The American judge scored it a 7.7. The NHL went with $2,000.
Carolina Hurricanes defenseman Tony DeAngelo has been fined $2,000 for diving/embellishment.
DeAngelo’s first infraction, which resulted in a warning from the league, came against the Arizona Coyotes on October 31. Arizona’s Andrew Ladd was called for hooking, with DeAngelo assessed a minor for embellishment by referees Beau Halkidis and Chris Schlenker.

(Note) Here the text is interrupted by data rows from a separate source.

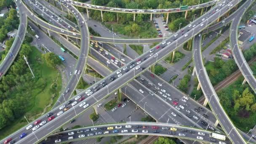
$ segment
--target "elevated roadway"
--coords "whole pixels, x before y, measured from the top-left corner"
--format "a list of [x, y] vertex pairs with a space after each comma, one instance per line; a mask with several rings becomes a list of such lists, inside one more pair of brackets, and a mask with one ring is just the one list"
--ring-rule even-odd
[[[113, 129], [108, 130], [108, 128], [112, 127]], [[171, 131], [171, 129], [176, 129]], [[164, 129], [163, 129], [164, 128]], [[127, 130], [125, 132], [124, 130]], [[82, 132], [77, 133], [78, 131], [83, 131]], [[132, 131], [133, 130], [133, 131]], [[134, 130], [137, 131], [134, 132]], [[147, 132], [143, 132], [143, 131], [147, 131]], [[116, 132], [114, 132], [116, 131]], [[123, 132], [122, 132], [123, 131]], [[107, 133], [106, 132], [108, 132]], [[69, 135], [69, 133], [74, 132], [72, 135]], [[211, 141], [210, 133], [212, 132], [206, 131], [205, 130], [188, 128], [181, 125], [172, 124], [161, 123], [149, 123], [149, 122], [127, 122], [125, 123], [109, 124], [104, 125], [100, 125], [95, 126], [84, 127], [74, 130], [65, 131], [50, 136], [47, 138], [49, 140], [43, 140], [42, 143], [45, 144], [53, 144], [55, 140], [60, 139], [61, 142], [67, 142], [74, 141], [77, 141], [83, 139], [96, 138], [97, 137], [109, 136], [115, 135], [147, 135], [153, 136], [159, 136], [176, 137], [204, 142], [207, 143], [219, 144], [219, 141], [225, 142], [227, 144], [231, 144], [228, 141], [222, 141], [216, 139], [216, 141]], [[198, 133], [202, 133], [204, 136], [198, 134]], [[181, 133], [184, 134], [184, 136], [180, 136]], [[84, 136], [81, 135], [84, 135]], [[89, 136], [91, 135], [90, 136]], [[73, 139], [69, 140], [68, 137], [72, 136]], [[199, 139], [197, 137], [201, 136], [203, 139]]]
[[[17, 3], [16, 4], [17, 6], [19, 5]], [[0, 72], [3, 73], [2, 76], [0, 77], [0, 79], [7, 72], [9, 68], [11, 67], [11, 64], [15, 59], [26, 35], [27, 19], [26, 13], [24, 12], [24, 8], [19, 6], [18, 7], [19, 9], [18, 11], [20, 18], [19, 25], [16, 36], [5, 57], [0, 65]]]
[[[251, 3], [252, 1], [254, 1], [254, 0], [248, 0], [247, 3]], [[248, 8], [248, 6], [244, 7], [243, 10], [241, 11], [240, 14], [237, 15], [233, 19], [230, 28], [230, 43], [234, 58], [243, 75], [245, 78], [244, 83], [246, 80], [254, 92], [256, 93], [256, 79], [243, 56], [242, 51], [239, 48], [239, 44], [237, 40], [239, 24], [242, 18], [242, 16]]]
[[[244, 6], [245, 9], [250, 5], [251, 2], [249, 1], [245, 2], [246, 4], [243, 6]], [[243, 12], [243, 11], [240, 11], [240, 14], [242, 14]], [[203, 63], [203, 59], [201, 55], [200, 37], [199, 35], [196, 36], [194, 39], [193, 50], [196, 73], [203, 92], [213, 112], [216, 115], [222, 127], [224, 130], [227, 135], [230, 138], [232, 143], [245, 144], [246, 142], [239, 133], [221, 107], [218, 96], [211, 83], [205, 67]], [[200, 72], [201, 72], [201, 75], [200, 75]], [[221, 116], [221, 117], [220, 117]]]
[[[234, 3], [234, 2], [235, 2], [235, 3], [236, 3], [237, 1], [233, 0], [231, 1], [232, 3]], [[235, 5], [234, 4], [234, 5]], [[156, 47], [158, 46], [160, 47], [163, 45], [165, 47], [165, 48], [163, 48], [155, 49], [155, 53], [153, 54], [152, 56], [149, 56], [149, 53], [150, 53], [149, 51], [145, 53], [144, 54], [141, 56], [140, 57], [140, 58], [143, 59], [144, 58], [146, 57], [147, 59], [140, 64], [139, 66], [142, 66], [143, 65], [144, 67], [147, 67], [149, 66], [149, 65], [152, 65], [152, 64], [154, 64], [155, 63], [157, 62], [158, 61], [159, 61], [160, 58], [162, 58], [166, 56], [169, 53], [174, 50], [181, 44], [186, 42], [192, 37], [194, 36], [194, 35], [195, 35], [197, 33], [199, 32], [202, 31], [203, 29], [205, 29], [208, 24], [210, 24], [211, 22], [213, 22], [217, 18], [224, 14], [227, 11], [227, 10], [226, 9], [227, 7], [227, 5], [222, 8], [219, 6], [218, 6], [218, 7], [219, 7], [218, 8], [219, 8], [220, 9], [220, 10], [219, 11], [219, 12], [213, 13], [213, 10], [211, 10], [208, 12], [211, 13], [212, 13], [212, 14], [211, 15], [211, 16], [208, 19], [207, 19], [207, 20], [204, 21], [202, 21], [201, 19], [203, 19], [204, 17], [206, 16], [206, 15], [208, 13], [204, 15], [202, 17], [200, 18], [200, 19], [198, 19], [193, 22], [192, 23], [192, 25], [197, 25], [194, 28], [193, 30], [191, 30], [188, 32], [187, 32], [185, 35], [180, 35], [179, 34], [179, 32], [179, 32], [177, 33], [178, 34], [179, 37], [177, 37], [177, 39], [176, 40], [173, 40], [171, 39], [173, 38], [174, 37], [170, 37], [168, 39], [166, 43], [167, 43], [168, 42], [170, 41], [171, 42], [170, 44], [167, 45], [167, 43], [165, 43], [162, 45], [160, 44], [157, 45]], [[199, 24], [196, 24], [197, 23], [198, 23]], [[188, 27], [186, 27], [182, 29], [181, 30], [183, 30], [186, 31], [188, 29]], [[186, 36], [185, 37], [185, 35]], [[155, 47], [154, 48], [155, 48]], [[130, 63], [127, 64], [126, 66], [129, 67]], [[137, 67], [139, 66], [136, 66], [134, 67], [134, 68]], [[129, 80], [132, 80], [133, 78], [140, 75], [141, 72], [145, 70], [145, 69], [141, 70], [139, 68], [138, 69], [136, 69], [134, 68], [133, 68], [132, 69], [130, 70], [129, 72], [126, 72], [126, 73], [125, 73], [124, 72], [121, 72], [121, 73], [123, 74], [123, 75], [122, 76], [119, 77], [117, 76], [117, 75], [118, 75], [116, 74], [116, 72], [117, 71], [115, 72], [114, 72], [109, 77], [104, 78], [102, 80], [105, 80], [107, 84], [106, 86], [103, 88], [100, 87], [100, 89], [99, 89], [99, 90], [97, 92], [94, 92], [94, 93], [93, 93], [91, 94], [91, 95], [89, 96], [88, 97], [86, 96], [87, 98], [85, 98], [85, 99], [83, 100], [82, 102], [86, 101], [88, 103], [89, 103], [91, 105], [94, 104], [95, 103], [96, 103], [96, 102], [99, 102], [101, 100], [103, 99], [106, 96], [107, 96], [109, 93], [115, 91], [116, 90], [125, 85], [126, 83], [124, 83], [124, 82], [125, 82], [126, 83], [129, 82], [130, 81]], [[113, 81], [111, 81], [110, 80], [109, 80], [109, 78], [110, 77], [115, 77], [116, 80]], [[101, 83], [102, 80], [97, 83], [96, 85], [99, 85], [100, 83]], [[93, 87], [93, 86], [92, 87]], [[91, 88], [92, 87], [90, 87], [88, 89], [91, 89]], [[85, 94], [84, 93], [84, 92], [83, 92], [83, 93], [79, 93], [78, 95], [80, 95], [81, 96], [85, 96], [85, 95], [87, 96], [87, 95]], [[74, 101], [73, 99], [74, 98], [73, 98], [72, 99]], [[92, 101], [92, 102], [91, 102], [91, 101]], [[84, 109], [83, 107], [79, 107], [78, 105], [77, 104], [74, 107], [74, 109], [75, 110], [76, 112], [75, 114], [74, 113], [73, 111], [72, 110], [65, 112], [64, 112], [64, 114], [56, 117], [54, 119], [52, 120], [50, 122], [48, 122], [46, 124], [46, 125], [42, 127], [42, 128], [40, 128], [40, 131], [35, 131], [34, 132], [35, 134], [37, 135], [37, 137], [38, 138], [39, 138], [39, 139], [43, 139], [43, 137], [49, 134], [49, 133], [50, 133], [51, 132], [54, 131], [55, 129], [61, 126], [64, 123], [66, 123], [67, 121], [71, 120], [72, 117], [75, 117], [75, 116], [76, 115], [76, 114], [77, 114], [79, 115], [83, 111], [86, 110], [87, 109], [90, 107], [89, 106], [87, 108]], [[70, 110], [73, 110], [72, 109], [72, 109]], [[56, 114], [59, 111], [59, 110], [58, 110], [58, 108], [56, 108], [52, 110], [52, 112], [53, 112], [54, 115], [56, 115]], [[71, 111], [72, 111], [72, 112], [71, 112]], [[66, 117], [65, 119], [63, 118], [62, 119], [61, 117], [64, 117], [64, 116], [65, 115], [69, 115], [69, 117]], [[46, 119], [45, 117], [45, 115], [41, 117], [42, 117], [43, 120]], [[24, 128], [25, 128], [25, 130], [23, 129], [24, 131], [26, 131], [25, 127]], [[24, 139], [20, 141], [23, 141], [23, 142], [27, 142], [28, 143], [33, 143], [37, 141], [37, 139], [33, 136], [34, 135], [31, 132], [31, 130], [30, 131], [30, 134], [28, 135], [28, 136], [26, 137], [26, 139]]]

His second incident, which prompted the $2,000 fine, came on November 6 against the Florida Panthers. DeAngelo drew a hooking penalty on the play from Panthers defenseman Gustav Forsling. There was no call for embellishment on the play.
From the NHL:
NHL Rule 64 is designed to bring attention to and more seriously penalize players (and teams) who repeatedly dive and embellish in an attempt to draw penalties. Fines are assessed to players and head coaches on a graduated scale outlined below:
Citation # | Player Fine(s) | Head Coach Fine(s)* |
1 | Warning | N/A |
2 | $2,000 | N/A |
3 | $3,000 | N/A |
4 | $4,000 | N/A |
5 | $5,000 | $2,000 |
6 | $5,000 | $3,000 |
7 | $5,000 | $4,000 |
8 | $5,000 | $5,000 |
* For head coaches, each FINE issued to a player on his club counts toward his total. Four FINES issued to one player or a club collectively results in the head coach receiving his first fine.
Citations are issued by the National Hockey League Hockey Operations Department, which tracks all games, logs all penalties for diving or embellishment, and flags all plays not called on the ice that in its opinion were deserving of such a penalty. A Citation is issued once Hockey Operations, through its internal deliberations, is convinced that a player warrants sanction.